Tuesday, January 20, 2009

Investing in Healthcare

Actions on Capitol Hill are supporting healthcare IT investments. The economic stimulus proposal includes $20 billion to support healthcare technology and improve quality. Representative David Obey (D-WI), Chair of the House Appropriations Committee introduced a bill proposing $2 billion be spent for health IT and be administered through the Office of the National Coordinator for Health Information Technology within HHS. According to the American Telemedicine Association, the bill specifically mentions telemedicine as one of the priorities for spending.

On the Senate side in a move to specifically help finance healthcare IT, Senators Debbie Stabenow (D-MI) and Olympia Snowe (R-ME) both Co-Chairs of the Senate Health Care Quality Improvement and Information Technology Caucus, just introduced the Health Information Technology Act of 2009. The proposed bill would provide $4 billion in grants to make critical investments for healthcare IT. The grant program would help cover the costs related to clinical healthcare informatics systems and services to purchase, lease, or install computer software and hardware and would target providers most in need of assistance.
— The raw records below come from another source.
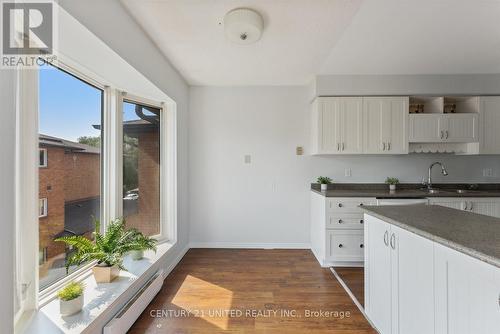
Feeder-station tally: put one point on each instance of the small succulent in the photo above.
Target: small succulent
(71, 291)
(324, 180)
(392, 180)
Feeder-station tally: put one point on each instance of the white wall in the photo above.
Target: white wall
(267, 201)
(7, 205)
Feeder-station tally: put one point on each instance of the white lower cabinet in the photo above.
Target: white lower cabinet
(467, 294)
(399, 293)
(414, 285)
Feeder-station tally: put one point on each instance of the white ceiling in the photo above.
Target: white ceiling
(303, 38)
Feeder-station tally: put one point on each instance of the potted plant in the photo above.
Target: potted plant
(392, 182)
(108, 250)
(71, 298)
(324, 181)
(139, 243)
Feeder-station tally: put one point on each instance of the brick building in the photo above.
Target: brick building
(69, 192)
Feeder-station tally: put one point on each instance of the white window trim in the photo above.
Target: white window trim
(45, 158)
(45, 207)
(111, 175)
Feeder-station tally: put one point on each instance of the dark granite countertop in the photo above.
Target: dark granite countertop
(469, 233)
(407, 190)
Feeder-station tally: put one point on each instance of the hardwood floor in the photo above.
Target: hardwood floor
(354, 278)
(268, 291)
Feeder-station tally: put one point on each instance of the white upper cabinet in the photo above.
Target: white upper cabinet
(385, 125)
(490, 125)
(337, 125)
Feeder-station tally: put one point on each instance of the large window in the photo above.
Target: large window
(70, 113)
(141, 167)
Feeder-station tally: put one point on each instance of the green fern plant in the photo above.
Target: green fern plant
(108, 249)
(71, 291)
(139, 241)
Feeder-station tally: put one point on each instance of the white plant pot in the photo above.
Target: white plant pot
(137, 255)
(69, 307)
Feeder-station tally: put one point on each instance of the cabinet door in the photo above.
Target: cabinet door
(413, 284)
(395, 125)
(378, 294)
(490, 124)
(351, 125)
(459, 128)
(374, 127)
(466, 294)
(424, 128)
(328, 125)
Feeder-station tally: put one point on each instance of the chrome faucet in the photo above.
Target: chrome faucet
(443, 171)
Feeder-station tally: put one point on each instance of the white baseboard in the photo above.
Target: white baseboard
(250, 245)
(175, 261)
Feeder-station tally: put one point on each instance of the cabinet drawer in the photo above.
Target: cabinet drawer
(346, 221)
(345, 245)
(348, 205)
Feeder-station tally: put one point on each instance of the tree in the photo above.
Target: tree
(91, 141)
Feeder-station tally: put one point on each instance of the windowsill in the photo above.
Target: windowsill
(98, 298)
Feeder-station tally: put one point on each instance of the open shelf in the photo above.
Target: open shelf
(443, 104)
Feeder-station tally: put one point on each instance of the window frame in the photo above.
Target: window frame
(111, 174)
(45, 158)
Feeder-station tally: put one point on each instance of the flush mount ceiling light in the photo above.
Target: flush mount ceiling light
(243, 26)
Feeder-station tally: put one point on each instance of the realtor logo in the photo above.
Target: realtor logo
(28, 32)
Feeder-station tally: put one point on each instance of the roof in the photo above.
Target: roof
(46, 140)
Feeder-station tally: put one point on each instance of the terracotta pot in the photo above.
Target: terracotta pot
(137, 254)
(104, 274)
(69, 307)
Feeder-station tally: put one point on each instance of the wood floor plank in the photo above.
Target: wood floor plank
(267, 291)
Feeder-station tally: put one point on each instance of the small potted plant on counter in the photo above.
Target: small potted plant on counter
(108, 250)
(324, 181)
(71, 298)
(392, 182)
(139, 243)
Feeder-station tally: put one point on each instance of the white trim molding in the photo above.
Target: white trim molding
(248, 245)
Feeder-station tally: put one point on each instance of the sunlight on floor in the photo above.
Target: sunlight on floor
(198, 296)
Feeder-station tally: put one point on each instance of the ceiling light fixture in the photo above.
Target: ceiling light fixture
(243, 26)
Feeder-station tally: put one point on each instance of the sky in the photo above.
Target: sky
(69, 107)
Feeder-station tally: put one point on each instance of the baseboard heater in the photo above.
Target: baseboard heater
(124, 319)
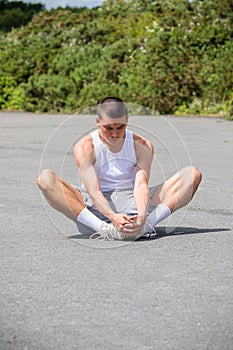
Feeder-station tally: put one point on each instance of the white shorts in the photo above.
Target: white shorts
(121, 201)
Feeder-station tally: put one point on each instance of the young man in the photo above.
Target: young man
(114, 200)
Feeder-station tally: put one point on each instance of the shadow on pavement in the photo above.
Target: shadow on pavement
(168, 231)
An important Senate hearing “Investing in Health IT: A Stimulus for a Healthier America” was held by the Senate Health, Education, Labor, and Pensions Committee on January 15th. This hearing was the first in a series of hearings that Senator Barbara Mikulski (D-MD) intends to hold on health quality. The witnesses presented ideas on how best to design, implement, and update a nationally interoperable system to protect privacy and improve quality

Mary Grealy, President of the Health Leadership Council (HIC) a witness at the hearing, detailed some of the Council’s ideas. The Council would like to see payment rewards or add-ons for healthcare services using HIT, have a revolving low interest loan fund, tax incentives for physicians and hospitals, reimbursement incentives based on improved patient outcomes, have matching private funds along with public funds via grants from HHS, plus HIC would like to see revisions made to the physician self-referral and anti kickback rules.